Abseits von großen Verkehrsstraßen, umgeben von rauschenden Fichten- und Buchenwäldern, liegt in 700 bis 800 Meter Meereshöhe im Quellgebiet der Wilden Weißeritz das Gebirgsdörfchen Rehefeld-Zaunhaus.

Verstreut stehen schmucke Häuschen als Streusiedlung im offenen Tal. Vom Bergeshange grüßt das im nordischen Stil erbaute Jagdschloß des ehemaligen sächsischen Königshauses.

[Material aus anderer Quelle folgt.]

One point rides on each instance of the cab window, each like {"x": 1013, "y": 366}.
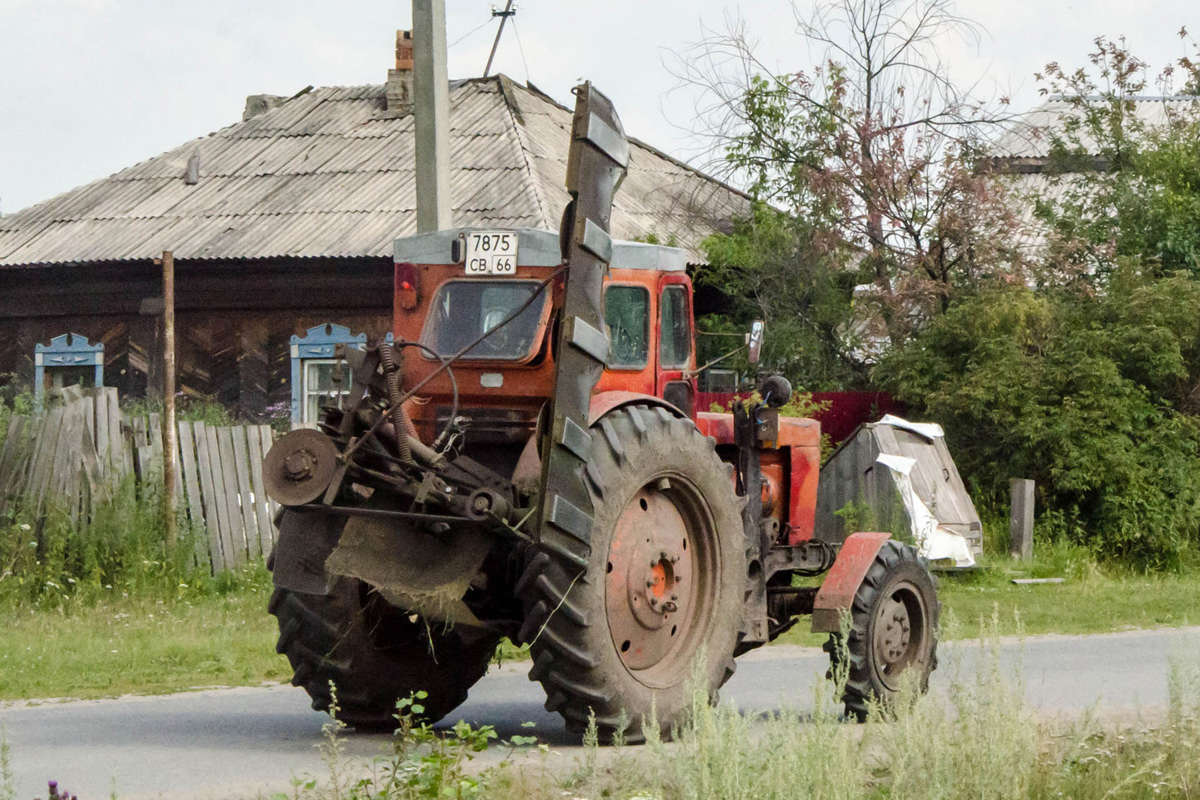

Rehefeld kann für Ruhe- und Erholungssuchende als Aufenthaltsort nur empfohlen werden. Kein Fabrikschornstein trübt die reine Gebirgsluft, kein Lärm stört die dörfliche Stille. Rehefeld ist nicht nur landschaftlich ein reizvoller Ort, sondern hat auch beste Schneeverhältnisse im Winter, denn es ist das kälteste Tal des Ost-Erzgebirges.

Rehefeld heißt seine Gäste zu jeder Jahreszeit willkommen, in den Sommermonaten, als idyllische Sommerfrische und im Winter als Sportlerparadies.

Sie finden Ruhe und Erholung auf einsamen Waldpfaden oder sportliche Freude an winterlichen Hängen. Wenn ringsum im Lande der Schnee schon geschmolzen ist, kann man sich noch mit Schlitten und Skiern an den Nordhängen unseres Tales vergnügen. Im Frühjahr erlebt der Naturfreund hier oben ein zweites Naturerwachen, wenn im Niederland der Sommer bereits Einzug gehalten hat, und im Herbst schaut er hoch oben von einer Bank am Waldrand hinein ins Tal, um Auge und Gemüt zu erfreuen am prächtigen Farbenspiel weiter Wälder.

Das Raunen der Laub- und Nadelwälder, das Murmeln des Waldbaches, die Vogelstimmen, der Brunftschrei des Hirsches - die eigene Sprache der Natur in der erzgebirgischen Heimat - sie alle haben dem Erholungssuchenden viel zu sagen.